# D'Only Bitework - 8 mos



## Debbie Skinner (Sep 11, 2008)

http://www.youtube.com/watch?v=73CQCYYiyc4&feature=channel


----------



## Guest (Aug 16, 2009)

It's just a shame that more breeders weren't so readily transparent with what they have and what they do.

I'd really like to commend:


You
Kadi Thingvall
Tim Stacy
Mike Suttle
And whoever else around here (if I'm forgetting) isn't afraid of putting their product under this kind of scrutiny. 
It makes things really nice for the consumer.


----------



## Debbie Skinner (Sep 11, 2008)

Do you mean my too big, baggy sweat pants!  But, I did edit out any and all "helicopter rides" as it's not pc! 

However, D'Only just for the record isn't a "product" as he's just too damn expensive to ever sell. He was the only pup of a shipped semen breeding to Master and now he has a vet bill too for the cut on his side.

Thanks!


----------



## Guest (Aug 16, 2009)

You know what I'm saying.


----------



## Debbie Skinner (Sep 11, 2008)

I know. Thanks. Hey, but it's the weekend and we've got to poke a little fun!


----------



## Guest (Aug 16, 2009)

No. No fun. Serious business.


----------



## Debbie Skinner (Sep 11, 2008)

Steven Lepic said:


> No. No fun. Serious business.



Ok. Thanks! I was laughing out loud at MYSELF! I dressed poorly for the vid. Glad for the fog!


----------



## Erica Boling (Jun 17, 2008)

I enjoyed the video! By the way, Debbie, I was looking at the dog more than your clothes. 



(However, I DO believe in dressing to be comfortable..)

By the way, I really like your dogs!!! Thanks for posting videos!! I also really enjoyed the videos that you posted of your pup Egaby.


----------



## Timothy Stacy (Jan 29, 2009)

Does he bite full? LOL
Man he took the size from mom huh.
I love the name too.


----------



## Debbie Skinner (Sep 11, 2008)

Erica Boling said:


> I enjoyed the video! By the way, Debbie, I was looking at the dog more than your clothes.
> 
> 
> 
> ...


Agreed about dressing comfortably, however I'll put sweats on next time that I don't have to constantly pull up! LOL 

Thanks! 

I'll try to post more of EGaby. I need a 3rd person out here to video more often. I videoed the bites as I handled him which wasn't the easiest.


----------



## Debbie Skinner (Sep 11, 2008)

Timothy Stacy said:


> Does he bite full? LOL
> Man he took the size from mom huh.
> I love the name too.


Yeah, working on the bite! Maybe it will come with time! :wink: Original name, huh? Have to find humor in it somehow as it was sure an expensive one pup lit!


----------



## jason farrish (Jul 18, 2008)

God that pup is awesome I want one now!


----------



## Debbie Skinner (Sep 11, 2008)

jason farrish said:


> God that pup is awesome I want one now!

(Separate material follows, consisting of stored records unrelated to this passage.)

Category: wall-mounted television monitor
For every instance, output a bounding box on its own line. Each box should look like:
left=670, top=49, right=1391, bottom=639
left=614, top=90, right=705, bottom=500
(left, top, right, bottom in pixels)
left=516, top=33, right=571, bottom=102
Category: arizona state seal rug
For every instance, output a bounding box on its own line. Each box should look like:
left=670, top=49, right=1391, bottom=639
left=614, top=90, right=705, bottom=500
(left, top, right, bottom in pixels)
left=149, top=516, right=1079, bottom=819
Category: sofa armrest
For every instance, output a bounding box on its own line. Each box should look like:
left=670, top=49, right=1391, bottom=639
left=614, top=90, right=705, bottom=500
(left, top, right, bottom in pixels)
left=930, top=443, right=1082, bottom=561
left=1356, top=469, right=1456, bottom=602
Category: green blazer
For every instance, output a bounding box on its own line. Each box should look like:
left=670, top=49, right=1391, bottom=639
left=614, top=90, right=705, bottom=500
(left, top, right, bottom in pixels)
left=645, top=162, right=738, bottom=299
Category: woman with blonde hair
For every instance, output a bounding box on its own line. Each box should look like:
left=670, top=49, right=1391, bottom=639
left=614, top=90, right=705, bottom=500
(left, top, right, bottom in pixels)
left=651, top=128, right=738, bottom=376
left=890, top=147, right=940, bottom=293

Thanks Jason! Hey, I have a male "blue collar" for you or club member. :-D

You just want "payback" and to put some hurt on your fellow decoys! :twisted:

D'Only and the younger ones are 1/2 sibs to Blitz as well (maternal side). :-D


----------



## mike suttle (Feb 19, 2008)

Very, very nice! Super clear, very good power and control for an 8 month old. 
Great job!


----------



## Debbie Skinner (Sep 11, 2008)

mike suttle said:


> Very, very nice! Super clear, very good power and control for an 8 month old.
> Great job!


Thanks.


----------



## Jeff Oehlsen (Apr 7, 2006)

Show me his work on a decoy he has never seen before. : )


----------



## Debbie Skinner (Sep 11, 2008)

Jeff Oehlsen said:


> Show me his work on a decoy he has never seen before. : )

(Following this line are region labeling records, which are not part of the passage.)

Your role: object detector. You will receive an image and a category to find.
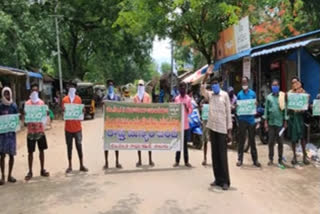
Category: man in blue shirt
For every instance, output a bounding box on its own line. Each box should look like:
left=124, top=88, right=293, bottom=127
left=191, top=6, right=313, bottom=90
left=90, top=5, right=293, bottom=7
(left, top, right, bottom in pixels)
left=103, top=80, right=122, bottom=169
left=237, top=77, right=261, bottom=167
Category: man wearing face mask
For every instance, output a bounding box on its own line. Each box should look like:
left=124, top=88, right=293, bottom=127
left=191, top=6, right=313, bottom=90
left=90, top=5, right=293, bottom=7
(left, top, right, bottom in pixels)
left=103, top=80, right=122, bottom=169
left=288, top=77, right=310, bottom=165
left=201, top=69, right=232, bottom=190
left=173, top=82, right=192, bottom=167
left=237, top=77, right=261, bottom=167
left=62, top=82, right=88, bottom=173
left=264, top=80, right=288, bottom=166
left=25, top=84, right=50, bottom=181
left=133, top=80, right=154, bottom=167
left=0, top=87, right=18, bottom=185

Great training advice! =D> I should of had him on at least 10 other decoys by now...and green decoys at that! Especially since he's a puppy and newbie + puppy = awesome training.. He turned 8 months after all! I'm way behind in his training...hey, but I still have to work on the bite a bit more as well! :mrgreen:


----------



## Sam Bishop (May 8, 2008)

Nice dog, beautiful grips:razz:


----------



## Debbie Skinner (Sep 11, 2008)

Sam Bishop said:


> Nice dog, beautiful grips:razz:


Thanks.


----------



## James Downey (Oct 27, 2008)

Just to add about D'Only...A friend of mine went out and saw him when was younger, and was very impressed by him even as a baby.


----------